Their main purpose for coming to Louisville was the opportunity to play in the NCAA tournament, a dream they did not get to achieve at their previous schools. Tuesday night these two players will represent Louisville as the only seniors on a team that has been banned from playing in the ACC or the NCAA tournament.
Rick Pitino has never truly embraced the one-and-done player in the truest since that some schools have. He seems to enjoy coaching kids for multiple seasons and seeing them grow as players. Gorgiu Dieng and Russ Smith were two of those types of players. Both grew from players with little pro potential to NBA draft picks and part of the 2013 championship team.
Lee and Lewis will now be one-and-done players in a new kind of way and Pitino has gone all in with these two. Fifth year transfers bring maturity and experience that typical freshman do not. Obviously these players have shown they can get the job done. In order to play as a fifth year transfer, the player must have graduated from their previous school.
Fans remember their favorite players for a variety of reasons. They remember Darrell Griffith for leading U of L to its first NCAA Championship, Milt Wagner for his clutch shooting, and Russ Smith for just simply being Russdiculous. Lee and Lewis will be remembered for being on a team with great potential, but banned from the tournament and in the aftermath, how they handled the situation.
This would have been an entirely different team without Lee and Lewis. Perhaps it would have been a team struggling to make the tournament even if it were not banned. They are U of L’s top two scorers, but they bring so much more to the team than just points. They bring leadership, maturity, and a strength to persevere in difficult situations.
Their perseverance was never on more of a full display than the evening of February 5. Just hours after they were the first to learn of the ban, the two sat a table with their teammates standing behind them and gave their response to the ban as well as answering questions to the local media. From all reports, they were the ones that wanted to do this. This was not the school’s doing, but these two young men that wanted everyone to know what their thoughts were.

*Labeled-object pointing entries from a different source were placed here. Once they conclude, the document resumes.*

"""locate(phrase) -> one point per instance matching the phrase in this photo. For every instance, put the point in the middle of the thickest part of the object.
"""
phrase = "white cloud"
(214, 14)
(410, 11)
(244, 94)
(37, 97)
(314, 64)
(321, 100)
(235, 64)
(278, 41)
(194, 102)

Many college athletes would not even want to face the media in the midst of circumstances beyond their control let alone call a press conference themselves. These two did not deserve the type of punishment they received. They had nothing to do with the problems at U of L. Yes, punishment must be handed out in due time, but not to these men.
Tuesday night will be their last home game in a Cardinals’ uniform. Gone are their hopes for a tournament berth. The only solace they can take is a small chance they can win a share of the ACC regular season title. This will be an emotional game for both players as well as their teammates,
coaches, and 20,000 plus U of L fans. They may not be able to play in the tournament, but their impact on the University of Louisville will not be forgotten.